DECISION MAKING IN THE ERA OF INFOBESITY: A STUDY ON INTERACTION OF GENDER AND PSYCHOLOGICAL TENDENCIES

Main Article Content

Sana Maidullah
Ankita Sharma

Keywords

Online decision makings, Information load, Gender differences, Psychological tendencies, Information processing, Computerised task

Abstract

Purpose: This study examines information processing during consumer decision making on online platforms as influenced by gender differences and psychological tendencies. Further exploration is ‘how much information is too much information; leading to infobesity.’


Methodology: The methodology to address the objective included the questionnaires for assessment of psychological tendencies and naturalistic experiments to measure decision making in online conditions. An online marketplace prototype was created for mobile purchase, named ‘mobile bazaar,’ and another for hotel booking, named ‘backpackers.’ The prototype was designed in such a way that the manipulation of information presented to the participant is possible. Participants were recruited with purposive and snowball sampling method depending upon their willingness and familiarity with online market platforms. Final data were collected from Three hundred sixty-eight participants during the period of October 2017- March 2018. The data from questionnaires and the computerized task was scored and analyzed with SPSS version 21 with t-test, chi-square and logistic regression analysis methods.

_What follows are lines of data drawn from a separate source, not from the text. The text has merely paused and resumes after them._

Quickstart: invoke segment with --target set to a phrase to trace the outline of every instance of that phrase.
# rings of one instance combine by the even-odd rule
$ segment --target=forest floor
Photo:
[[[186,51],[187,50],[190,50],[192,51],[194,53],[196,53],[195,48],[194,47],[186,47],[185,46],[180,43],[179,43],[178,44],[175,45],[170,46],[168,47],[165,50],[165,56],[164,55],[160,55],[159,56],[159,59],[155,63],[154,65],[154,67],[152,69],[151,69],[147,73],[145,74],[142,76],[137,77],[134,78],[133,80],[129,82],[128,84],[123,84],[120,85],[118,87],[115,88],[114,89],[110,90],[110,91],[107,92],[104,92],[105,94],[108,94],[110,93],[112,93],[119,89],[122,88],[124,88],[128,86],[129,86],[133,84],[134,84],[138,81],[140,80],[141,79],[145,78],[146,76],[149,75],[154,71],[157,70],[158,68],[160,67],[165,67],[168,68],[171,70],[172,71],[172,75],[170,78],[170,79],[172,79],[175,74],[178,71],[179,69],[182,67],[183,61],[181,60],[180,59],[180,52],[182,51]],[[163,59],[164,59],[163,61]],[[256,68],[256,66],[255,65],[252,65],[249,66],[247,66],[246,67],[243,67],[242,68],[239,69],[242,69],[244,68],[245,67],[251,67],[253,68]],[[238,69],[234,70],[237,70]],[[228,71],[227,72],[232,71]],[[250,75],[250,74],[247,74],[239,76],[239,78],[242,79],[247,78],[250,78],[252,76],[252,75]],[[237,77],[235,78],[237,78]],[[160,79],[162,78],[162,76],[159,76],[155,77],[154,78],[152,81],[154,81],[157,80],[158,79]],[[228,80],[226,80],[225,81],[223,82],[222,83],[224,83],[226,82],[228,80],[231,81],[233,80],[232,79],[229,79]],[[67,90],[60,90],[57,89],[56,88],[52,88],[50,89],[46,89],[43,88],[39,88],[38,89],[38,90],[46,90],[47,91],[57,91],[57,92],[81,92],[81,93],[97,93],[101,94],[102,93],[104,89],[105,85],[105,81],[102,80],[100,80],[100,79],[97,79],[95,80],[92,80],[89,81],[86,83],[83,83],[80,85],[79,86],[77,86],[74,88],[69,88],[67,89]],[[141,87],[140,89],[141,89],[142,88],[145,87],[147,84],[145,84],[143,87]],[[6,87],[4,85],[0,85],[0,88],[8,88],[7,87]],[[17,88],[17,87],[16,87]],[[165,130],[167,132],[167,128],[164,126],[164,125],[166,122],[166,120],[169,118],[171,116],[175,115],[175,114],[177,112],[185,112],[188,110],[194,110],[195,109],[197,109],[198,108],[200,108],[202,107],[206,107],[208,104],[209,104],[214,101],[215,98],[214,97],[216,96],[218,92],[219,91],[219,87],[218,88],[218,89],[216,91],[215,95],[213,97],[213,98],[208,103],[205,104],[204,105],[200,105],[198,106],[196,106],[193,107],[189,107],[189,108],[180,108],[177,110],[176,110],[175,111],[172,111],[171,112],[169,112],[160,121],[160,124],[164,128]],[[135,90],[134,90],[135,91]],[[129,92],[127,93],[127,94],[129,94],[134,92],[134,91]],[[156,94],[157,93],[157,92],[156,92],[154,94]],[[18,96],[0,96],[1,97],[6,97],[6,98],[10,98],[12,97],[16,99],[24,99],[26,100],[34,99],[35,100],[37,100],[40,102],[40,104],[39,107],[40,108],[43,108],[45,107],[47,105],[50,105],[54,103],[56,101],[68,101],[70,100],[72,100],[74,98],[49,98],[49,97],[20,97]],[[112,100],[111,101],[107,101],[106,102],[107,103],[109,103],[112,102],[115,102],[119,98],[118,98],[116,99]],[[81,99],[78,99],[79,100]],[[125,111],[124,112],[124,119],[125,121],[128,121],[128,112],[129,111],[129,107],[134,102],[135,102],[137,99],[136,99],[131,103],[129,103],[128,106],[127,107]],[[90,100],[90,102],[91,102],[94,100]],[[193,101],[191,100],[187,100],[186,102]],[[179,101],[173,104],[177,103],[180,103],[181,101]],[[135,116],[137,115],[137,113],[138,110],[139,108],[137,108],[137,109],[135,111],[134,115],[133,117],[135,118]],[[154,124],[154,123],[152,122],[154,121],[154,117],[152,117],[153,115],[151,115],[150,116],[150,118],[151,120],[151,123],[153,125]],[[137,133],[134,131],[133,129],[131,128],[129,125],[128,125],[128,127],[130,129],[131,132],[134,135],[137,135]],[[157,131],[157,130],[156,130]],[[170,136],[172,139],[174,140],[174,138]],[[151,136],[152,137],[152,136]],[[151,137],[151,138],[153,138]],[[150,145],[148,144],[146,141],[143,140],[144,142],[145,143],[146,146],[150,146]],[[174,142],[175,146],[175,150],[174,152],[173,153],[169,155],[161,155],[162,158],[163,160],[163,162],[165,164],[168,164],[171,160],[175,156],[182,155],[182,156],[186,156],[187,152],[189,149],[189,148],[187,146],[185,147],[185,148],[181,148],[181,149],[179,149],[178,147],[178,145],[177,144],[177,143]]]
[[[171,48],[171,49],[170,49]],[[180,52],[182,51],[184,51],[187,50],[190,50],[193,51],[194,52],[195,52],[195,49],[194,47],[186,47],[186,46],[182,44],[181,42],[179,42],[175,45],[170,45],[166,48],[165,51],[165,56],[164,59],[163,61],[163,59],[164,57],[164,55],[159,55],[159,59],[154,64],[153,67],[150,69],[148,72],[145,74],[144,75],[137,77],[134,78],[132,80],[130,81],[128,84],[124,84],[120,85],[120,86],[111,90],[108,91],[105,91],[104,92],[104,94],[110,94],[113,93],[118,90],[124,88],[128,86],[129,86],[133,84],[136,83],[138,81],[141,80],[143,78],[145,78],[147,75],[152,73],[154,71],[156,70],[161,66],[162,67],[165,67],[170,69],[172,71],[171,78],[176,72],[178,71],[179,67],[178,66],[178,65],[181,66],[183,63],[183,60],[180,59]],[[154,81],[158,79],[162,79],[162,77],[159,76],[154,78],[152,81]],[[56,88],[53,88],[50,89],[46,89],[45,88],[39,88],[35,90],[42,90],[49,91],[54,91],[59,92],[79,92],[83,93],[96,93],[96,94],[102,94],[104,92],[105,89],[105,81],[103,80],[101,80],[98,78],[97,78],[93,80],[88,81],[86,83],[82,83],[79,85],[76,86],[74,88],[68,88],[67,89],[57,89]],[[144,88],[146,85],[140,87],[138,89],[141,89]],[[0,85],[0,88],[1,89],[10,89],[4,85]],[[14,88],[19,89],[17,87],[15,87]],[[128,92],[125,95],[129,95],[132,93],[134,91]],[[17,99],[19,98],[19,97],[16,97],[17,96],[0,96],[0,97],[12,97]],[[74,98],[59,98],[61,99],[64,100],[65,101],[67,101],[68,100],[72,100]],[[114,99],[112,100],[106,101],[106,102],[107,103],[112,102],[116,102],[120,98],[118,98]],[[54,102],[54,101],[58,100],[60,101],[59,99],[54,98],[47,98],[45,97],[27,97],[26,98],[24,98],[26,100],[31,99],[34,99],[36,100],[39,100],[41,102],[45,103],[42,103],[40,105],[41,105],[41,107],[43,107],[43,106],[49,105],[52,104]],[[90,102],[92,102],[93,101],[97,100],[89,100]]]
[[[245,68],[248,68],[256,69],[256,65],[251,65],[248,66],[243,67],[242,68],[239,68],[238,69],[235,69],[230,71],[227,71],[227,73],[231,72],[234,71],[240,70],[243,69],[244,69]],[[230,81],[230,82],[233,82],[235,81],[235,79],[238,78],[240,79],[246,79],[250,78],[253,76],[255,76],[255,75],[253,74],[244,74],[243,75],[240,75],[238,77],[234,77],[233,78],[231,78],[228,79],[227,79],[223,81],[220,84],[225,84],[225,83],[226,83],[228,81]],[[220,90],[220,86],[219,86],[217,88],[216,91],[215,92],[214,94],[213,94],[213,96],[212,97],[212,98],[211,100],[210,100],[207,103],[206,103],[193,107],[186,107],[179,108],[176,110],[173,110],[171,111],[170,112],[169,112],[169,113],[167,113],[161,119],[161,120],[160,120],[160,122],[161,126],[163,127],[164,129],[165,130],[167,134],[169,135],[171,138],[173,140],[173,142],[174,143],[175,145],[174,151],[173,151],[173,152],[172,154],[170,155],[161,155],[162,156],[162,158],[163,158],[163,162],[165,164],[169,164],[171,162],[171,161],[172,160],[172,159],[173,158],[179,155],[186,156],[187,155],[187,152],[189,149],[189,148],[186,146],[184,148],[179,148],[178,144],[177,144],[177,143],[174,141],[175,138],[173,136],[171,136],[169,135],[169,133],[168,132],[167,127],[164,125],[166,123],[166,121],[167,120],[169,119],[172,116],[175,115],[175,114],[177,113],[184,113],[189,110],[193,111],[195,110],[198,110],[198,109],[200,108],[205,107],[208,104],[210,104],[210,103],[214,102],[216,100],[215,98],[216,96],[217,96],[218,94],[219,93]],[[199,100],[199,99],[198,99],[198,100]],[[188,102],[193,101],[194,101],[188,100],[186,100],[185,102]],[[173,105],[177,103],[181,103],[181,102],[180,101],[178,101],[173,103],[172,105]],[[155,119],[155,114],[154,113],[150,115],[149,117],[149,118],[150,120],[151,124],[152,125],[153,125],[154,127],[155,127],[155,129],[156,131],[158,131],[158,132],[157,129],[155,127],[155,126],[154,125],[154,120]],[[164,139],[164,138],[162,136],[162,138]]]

Main findings: The present study shows the influence of psychological tendencies (i.e., need for closure, exploratory tendencies, and uncertainty avoidance) and gender difference in decision making. Female seems to follow ‘process less to process better’ strategy, whereas, men seem to follow ‘process more to get better’ strategy. The findings also provided input to the debate of information measurement in consumer research.


Implications: Understanding decision making features of Indian consumers can not only contribute to the understanding of the naturalistic decision-making process itself but also can provide inputs to the market researchers, designers, and policymakers.


Novelty /originality of the study: The study was novel in terms of its use of the online marketplace prototype as a naturalistic decision making study method. This method allowed the researchers to examine participants' behavior (of information processing and decision making) in real like scenarios and yet had the luxury of manipulation of presenting information as per research design. Therefore the findings of present study will have more generalizability.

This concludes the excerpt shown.